Nadella、AI企業への「知識流出」を警告
原題: Satya Nadella has issued a shocking warning to companies using AI
なぜ重要か
クラウド最大手のトップがAIデータ主権問題を公式提起したことで、企業のAI調達戦略やAIラボの利用規約に対する業界全体の議論が加速する可能性がある。
MicrosoftのCEO Satya Nadellaは2026年7月13日付のブログ記事で、企業がOpenAIやAnthropicなどのAIモデルを利用する際、料金を支払うだけでなく、プロンプトや修正データを通じて自社の機密ノウハウを無償で提供している実態を指摘し、企業は「知能に対して二重に対価を払っている」と警告した。
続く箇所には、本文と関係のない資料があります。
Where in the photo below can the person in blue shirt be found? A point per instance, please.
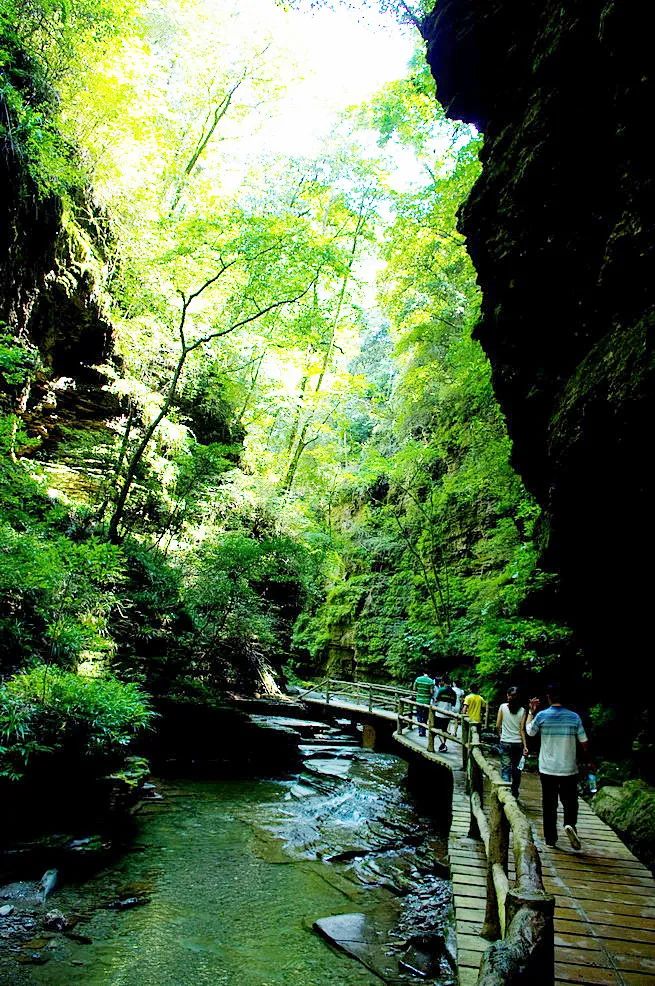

Microsoftの CEO Satya Nadellaは、2026年7月13日(日)に公開したブログ投稿の中で、AIモデルを導入した企業が気づかないうちに自社の競争優位の源泉となる知識をAIラボに提供しているリスクを詳細に論じた。
Nadellaによれば、企業は「バイヤー」としてトークン使用料を支払うと同時に、モデルを有効活用するために自社の業務知識や業界固有のノウハウを入力せざるを得ない。さらに問題なのは、ユーザーがモデルの誤りを修正するたびに、その修正内容がモデルの学習データ(いわゆる「exhaust=排気データ」)として蓄積されることだ。「モデルはプロンプト、エージェントが使用するツール、そして人が行う修正という『exhaust』から学習する。すべての修正が機関固有の知見として蒸留される」とNadellaは述べ、こうした知識は「競合他社がいくら資金を積んでも買えない」性質のものであると強調した。
Nadellaはまた、AIラボがインターネット上の公開データを自由に学習に使用しておきながら、自社モデルの出力を使って新しいモデルを訓練する「distillation(蒸留)」という行為を利用規約で制限していることを「偽善的」と批判した。2026年2月には、AnthropicがClaude宛てに数百万件のプロンプトを送りつけた中国のオープンソースモデルによる蒸留行為を問題視し、米政府に輸出規制の強化を要請した事例もある。
Nadellaが特に懸念するのは、モデル提供企業が「顧客の使用・インタラクションデータから学習する権利を留保する」条項を設けているケースだ。VCのJason CalacanisやPalantir CEOのAlex Karpらも同様の警告を以前から発していたが、今回は世界最大級のクラウド事業者のトップが同じ懸念を公式に表明した点が注目される。
Nadellaの提案は、企業がプロンプト・フィードバックを含むデータの「所有権」を保持すべきというものであり、クラウドプロバイダーとしてのMicrosoftの立場とも合致する。